Annelise E. Barron, Ph.D.
Associate Professor of Bioengineering
Stanford School of Medicine & School of Engineering

Growing bacterial resistance to conventional antibiotics has spurred the exploration of bioengineered antimicrobial peptides (AMPs) and mimetics as novel anti-infective agents. However, since peptide bioavailability is limited by proteolysis, non-natural AMP mimics are interesting as more robust and biostable analogues of AMP and seem to offer distinct advantages as potential clinical therapeutics. We report here on our experimental exploration of the development of poly-N-substituted glycines (peptoids) as a new class of biomimetic antimicrobial drugs, via multiple approaches including several different in vitro assays and in vivo mouse studies.
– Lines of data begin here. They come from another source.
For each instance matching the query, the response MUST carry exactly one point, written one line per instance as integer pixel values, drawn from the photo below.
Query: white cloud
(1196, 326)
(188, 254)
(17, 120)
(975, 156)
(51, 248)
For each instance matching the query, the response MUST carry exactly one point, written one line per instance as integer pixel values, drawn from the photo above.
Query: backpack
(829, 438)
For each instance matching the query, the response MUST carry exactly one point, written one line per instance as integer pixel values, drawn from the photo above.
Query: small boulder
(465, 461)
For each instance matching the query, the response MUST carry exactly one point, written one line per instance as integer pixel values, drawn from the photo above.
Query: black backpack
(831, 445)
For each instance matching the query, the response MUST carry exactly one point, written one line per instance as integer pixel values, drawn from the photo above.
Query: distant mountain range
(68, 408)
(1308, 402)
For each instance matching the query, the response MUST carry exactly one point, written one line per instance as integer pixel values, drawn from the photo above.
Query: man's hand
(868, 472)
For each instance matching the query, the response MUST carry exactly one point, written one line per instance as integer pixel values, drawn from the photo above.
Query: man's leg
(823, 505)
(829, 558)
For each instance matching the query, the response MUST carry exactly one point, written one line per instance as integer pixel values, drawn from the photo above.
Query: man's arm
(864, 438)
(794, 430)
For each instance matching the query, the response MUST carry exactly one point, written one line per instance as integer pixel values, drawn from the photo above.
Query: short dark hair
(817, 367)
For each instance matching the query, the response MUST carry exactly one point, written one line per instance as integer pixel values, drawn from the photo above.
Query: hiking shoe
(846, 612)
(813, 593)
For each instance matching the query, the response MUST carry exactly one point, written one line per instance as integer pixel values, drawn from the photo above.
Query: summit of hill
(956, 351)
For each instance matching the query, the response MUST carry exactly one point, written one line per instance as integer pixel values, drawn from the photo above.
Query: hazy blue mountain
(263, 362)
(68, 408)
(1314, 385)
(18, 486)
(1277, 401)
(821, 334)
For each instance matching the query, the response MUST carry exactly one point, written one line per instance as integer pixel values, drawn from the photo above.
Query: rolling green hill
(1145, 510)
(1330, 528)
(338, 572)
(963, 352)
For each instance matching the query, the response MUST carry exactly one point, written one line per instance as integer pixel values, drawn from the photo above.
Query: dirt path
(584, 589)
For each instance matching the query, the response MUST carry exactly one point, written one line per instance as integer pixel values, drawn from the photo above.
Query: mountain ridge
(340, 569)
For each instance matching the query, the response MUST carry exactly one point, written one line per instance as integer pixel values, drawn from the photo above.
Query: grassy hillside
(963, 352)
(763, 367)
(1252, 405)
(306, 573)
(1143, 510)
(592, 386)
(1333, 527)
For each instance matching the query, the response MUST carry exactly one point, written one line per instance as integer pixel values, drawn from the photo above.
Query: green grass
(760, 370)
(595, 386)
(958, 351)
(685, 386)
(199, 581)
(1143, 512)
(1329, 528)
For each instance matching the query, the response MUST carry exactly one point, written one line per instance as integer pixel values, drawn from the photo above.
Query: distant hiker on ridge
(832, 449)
After studying more than 120 peptoid sequence variants, we identified a number of unique peptoids that exhibit potent, broad-spectrum antibacterial in vitro activity, and which have a unique, biomimetic mechanism of action: bacterial rigidification. In our recent in vivo testing, mice were infected intratracheally with bioluminescent Pseudomonas aeruginosa, then treated by our TM5 peptoid, providing a significant reduction in bacterial loads compared to untreated animals. TM5 peptoid was also well tolerated in the lung by mice. In addition, new super-resolution fluorescence videomicroscopy studies confirm that these peptoids rapidly “rigidify” bacterial cytoplasm, just like natural cathelicidin AMPs. Taken together, these results show the highly promising potential clinical applicability of these 5-12mer peptoids.